18 Ağustos 2016 Perşembe

Ağlamak İstiyorum

    Ağlamak istiyorum. Gözyaşlarımı saklama gereği hissetmeden. Güçsüzlüğümü saklamaya çalışmadan. Kimselerin görmediği, sesimi kimsenin duymayacağı bir yerde. Hıçkıra hıçkıra ağlamak istiyorum. Ve çevremde nazımı çekecek insanlar istiyorum. Moralim bozukken kurduğum cümlelerin veya asık suratımın altında mânâ aramayacak insanlar. Derdim artık içime sığmayıp küçük ipuçları verdiğimde, kendi dertlerinin büyüklüğünden dem vurup, herkesin dertli ama ayakta olduğunu söylemeyecek insanlar.

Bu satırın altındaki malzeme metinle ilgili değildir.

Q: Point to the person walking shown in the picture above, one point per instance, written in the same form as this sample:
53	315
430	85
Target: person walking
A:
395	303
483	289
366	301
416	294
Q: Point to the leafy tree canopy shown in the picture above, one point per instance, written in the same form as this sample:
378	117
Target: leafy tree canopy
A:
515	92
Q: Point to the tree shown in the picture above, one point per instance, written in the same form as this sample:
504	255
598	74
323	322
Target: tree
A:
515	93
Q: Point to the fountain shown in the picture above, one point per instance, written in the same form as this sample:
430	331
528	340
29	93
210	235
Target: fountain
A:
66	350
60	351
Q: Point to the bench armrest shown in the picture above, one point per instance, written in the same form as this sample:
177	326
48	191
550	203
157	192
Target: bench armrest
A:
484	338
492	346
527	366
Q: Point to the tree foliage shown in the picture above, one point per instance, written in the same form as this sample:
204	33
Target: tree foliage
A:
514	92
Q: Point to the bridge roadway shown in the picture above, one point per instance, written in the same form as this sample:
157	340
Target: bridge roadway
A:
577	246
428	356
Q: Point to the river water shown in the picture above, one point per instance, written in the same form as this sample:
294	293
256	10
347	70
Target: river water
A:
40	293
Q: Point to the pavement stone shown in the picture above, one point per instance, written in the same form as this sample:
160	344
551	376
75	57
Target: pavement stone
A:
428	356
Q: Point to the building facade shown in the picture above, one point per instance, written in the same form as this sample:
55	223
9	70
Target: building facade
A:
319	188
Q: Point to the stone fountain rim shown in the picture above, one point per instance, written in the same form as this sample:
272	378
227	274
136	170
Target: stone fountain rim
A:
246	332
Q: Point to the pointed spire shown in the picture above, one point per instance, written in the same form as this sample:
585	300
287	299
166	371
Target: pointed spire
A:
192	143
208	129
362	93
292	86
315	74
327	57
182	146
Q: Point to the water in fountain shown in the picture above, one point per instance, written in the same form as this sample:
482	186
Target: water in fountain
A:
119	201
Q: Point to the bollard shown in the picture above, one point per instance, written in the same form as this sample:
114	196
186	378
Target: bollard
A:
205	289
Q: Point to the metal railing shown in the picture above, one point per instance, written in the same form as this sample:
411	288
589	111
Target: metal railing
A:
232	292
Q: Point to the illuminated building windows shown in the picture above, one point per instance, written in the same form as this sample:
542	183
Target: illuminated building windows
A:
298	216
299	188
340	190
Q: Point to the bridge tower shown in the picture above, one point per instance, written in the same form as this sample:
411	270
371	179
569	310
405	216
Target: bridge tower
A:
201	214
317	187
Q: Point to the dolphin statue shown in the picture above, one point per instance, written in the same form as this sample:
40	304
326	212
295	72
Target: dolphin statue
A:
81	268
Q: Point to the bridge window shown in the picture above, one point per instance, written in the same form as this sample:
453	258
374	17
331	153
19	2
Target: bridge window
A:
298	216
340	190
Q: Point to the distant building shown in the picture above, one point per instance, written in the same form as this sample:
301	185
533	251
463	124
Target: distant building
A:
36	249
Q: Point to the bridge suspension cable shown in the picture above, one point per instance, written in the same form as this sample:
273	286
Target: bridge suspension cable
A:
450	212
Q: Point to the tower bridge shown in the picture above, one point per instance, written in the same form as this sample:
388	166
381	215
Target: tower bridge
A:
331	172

Çocuğu olmayan veya çocuğunu kaybeden insanları anlatıp halime şükretmemi isteyenleri de istemiyorum. Ben sadece ağlamak istiyorum. Biraz rahatlamak. Veya sadece kafa dağıtmak. Akşam yemeğini, çocukların uykusunu, çantaya koymayı unuttuğum bir şey var mı diye düşünmeden çıkmak. Lunaparkta rahat rahat çığlık atmak, vitrinlere boş gözlerle bakmak, kiloları düşünmeden abur cubur yemek, müzik dinlemek, küçük bir parkın havuzunu seyrederken düşüncelere dalmak saate aldırmadan. Oynayan çocuklara bakmak, sadece gülümseyerek. Çok büyük şeyler istemiyorum. Deniz kenarı veya cıvıldayan kuşlar filan. Ben sadece bir günlüğüne tekrar çocuk olmak istiyorum.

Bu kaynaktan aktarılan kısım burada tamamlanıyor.